The 19th century was a period of national reawakening in the Slovenian Lands. Leading intellectuals of the era were beginning to prove that the Slovenian language could stand on its own against German. This vibrant period also saw the creation of an influential Slovenian-language stage play with a revolutionary message.

This Happy Day or Matiček’s Wedding was the work of Anton Tomaž Linhart, born in 1756. A talented writer, poet, and playwright, Linhart was also a patriot who promoted the use of the Slovenian language in civic and cultural life. Shortly after writing the first Slovenian play, Županova Micka, he opted to adapt a play with a more revolutionary sensibility.

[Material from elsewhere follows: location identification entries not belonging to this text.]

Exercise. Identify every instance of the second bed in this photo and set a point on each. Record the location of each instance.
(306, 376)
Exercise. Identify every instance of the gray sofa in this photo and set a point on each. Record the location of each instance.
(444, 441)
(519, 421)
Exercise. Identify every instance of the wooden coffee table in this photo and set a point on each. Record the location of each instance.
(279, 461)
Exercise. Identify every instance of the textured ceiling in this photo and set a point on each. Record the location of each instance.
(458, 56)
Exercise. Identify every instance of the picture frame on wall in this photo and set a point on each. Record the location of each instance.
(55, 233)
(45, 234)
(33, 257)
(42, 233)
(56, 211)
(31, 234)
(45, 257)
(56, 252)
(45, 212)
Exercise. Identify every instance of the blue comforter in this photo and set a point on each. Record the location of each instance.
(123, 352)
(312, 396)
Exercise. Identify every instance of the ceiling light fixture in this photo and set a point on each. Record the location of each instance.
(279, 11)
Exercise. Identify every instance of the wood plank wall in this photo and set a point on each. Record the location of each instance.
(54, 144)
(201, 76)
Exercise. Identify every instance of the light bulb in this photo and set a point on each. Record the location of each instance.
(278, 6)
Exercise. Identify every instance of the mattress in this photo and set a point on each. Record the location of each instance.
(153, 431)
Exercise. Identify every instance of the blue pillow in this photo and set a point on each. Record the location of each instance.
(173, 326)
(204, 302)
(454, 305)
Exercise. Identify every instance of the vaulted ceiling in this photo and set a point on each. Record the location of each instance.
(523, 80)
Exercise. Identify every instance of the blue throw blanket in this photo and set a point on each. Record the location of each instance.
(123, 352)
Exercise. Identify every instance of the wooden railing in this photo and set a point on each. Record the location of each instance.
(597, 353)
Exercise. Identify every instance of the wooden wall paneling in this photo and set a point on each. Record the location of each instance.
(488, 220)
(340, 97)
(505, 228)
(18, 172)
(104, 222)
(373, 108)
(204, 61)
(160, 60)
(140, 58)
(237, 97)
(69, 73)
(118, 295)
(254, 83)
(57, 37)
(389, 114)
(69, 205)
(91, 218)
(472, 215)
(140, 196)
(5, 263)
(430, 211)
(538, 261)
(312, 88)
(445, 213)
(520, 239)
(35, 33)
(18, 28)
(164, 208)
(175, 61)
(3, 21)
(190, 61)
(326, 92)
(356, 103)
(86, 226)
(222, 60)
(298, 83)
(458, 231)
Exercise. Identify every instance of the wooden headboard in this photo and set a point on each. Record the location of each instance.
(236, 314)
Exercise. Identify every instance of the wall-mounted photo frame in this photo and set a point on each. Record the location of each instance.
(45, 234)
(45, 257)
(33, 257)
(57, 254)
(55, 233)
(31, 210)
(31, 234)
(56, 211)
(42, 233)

He adapted This Mad Day or Figaro’s Wedding for a Slovenian audience. The original French play was the work of Pierre Augustin Caron de Beaumarchais, who was known for mocking the status quo.

Linhart published his adaptation in 1790. He changed the setting to the Gorenjska (Upper Carniola) region, made the characters Slovenian, and incorporated various local traditions. What he did not change was the revolutionary, frequently satirical tone of Beaumarchais’ original. It contains satire of bureaucracy as well as pointed barbs against the conservative aristocracy who resented the rights that were granted to commoners at the time.

The trial of Matiček, the central character, is a major plot point. Significantly, Matiček demands to be tried in Slovenian instead of German. Linguistic equality was a major issue of the time, and Linhart used the incident to argue that Slovenian should be granted full equality with German in the Slovenian Lands.

The authorities in Vienna saw this as a threat. Even though they allowed the publication of the play, they prevented it from being staged. Linhart was unable to evade the ban, and it wasn’t until the nationalist revolutions of 1848 that his play was officially allowed to be staged in the Slovenian Lands.

Linhart did not live to see the premiere; he died in 1795. However, his wish of seeing the Slovenian language as an equal on the stage was eventually realized. His work also marked the start of a vibrant theater tradition, which lives on in Slovenia more than two centuries after his death.